Matroid Semi-Bandits in Sublinear Time
Ruo-Chun Tzeng, Naoto Ohsaka, Kaito Ariu
TL;DR
This work introduces FasterCUCB, the first matroid semi-bandit algorithm with per-round time sublinear in the number of arms $K$, addressing a key computational bottleneck in large-scale settings. The core idea combines a dynamic maximum-weight-base maintenance routine under inner-product weights with a two-pronged strategy: feature rounding to limit distinct weights and a minimum hitting set over line-arrangement cells to cover multiple queries efficiently. The algorithm achieves sublinear per-round computation for common matroids (uniform, partition, graphical) and near-sublinear time for transversal matroids, while preserving regret guarantees that asymptotically match the gap-dependent lower bound of Kveton et al. (2014).

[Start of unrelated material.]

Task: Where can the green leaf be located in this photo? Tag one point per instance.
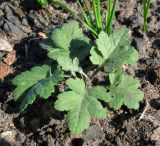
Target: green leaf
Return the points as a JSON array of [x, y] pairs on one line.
[[81, 103], [113, 51], [68, 46], [124, 90], [43, 3], [39, 82]]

This yields a practically scalable approach to combinatorial bandits with matroid constraints, enabling efficient learning in large action spaces. The results pave the way for extending sublinear-time techniques to related bandit settings and for exploring alternative weight representations in optimistic learning frameworks.
Abstract
We study the matroid semi-bandits problem, where at each round the learner plays a subset of $K$ arms from a feasible set, and the goal is to maximize the expected cumulative linear rewards. Existing algorithms have per-round time complexity at least $Ω(K)$, which becomes expensive when $K$ is large. To address this computational issue, we propose FasterCUCB whose sampling rule takes time sublinear in $K$ for common classes of matroids: $O(D\text{ polylog}(K)\text{ polylog}(T))$ for uniform matroids, partition matroids, and graphical matroids, and $O(D\sqrt{K}\text{ polylog}(T))$ for transversal matroids. Here, $D$ is the maximum number of elements in any feasible subset of arms, and $T$ is the horizon. Our technique is based on dynamic maintenance of an approximate maximum-weight basis over inner-product weights. Although the introduction of an approximate maximum-weight basis presents a challenge in regret analysis, we can still guarantee an upper bound on regret as tight as CUCB in the sense that it matches the gap-dependent lower bound by Kveton et al. (2014a) asymptotically.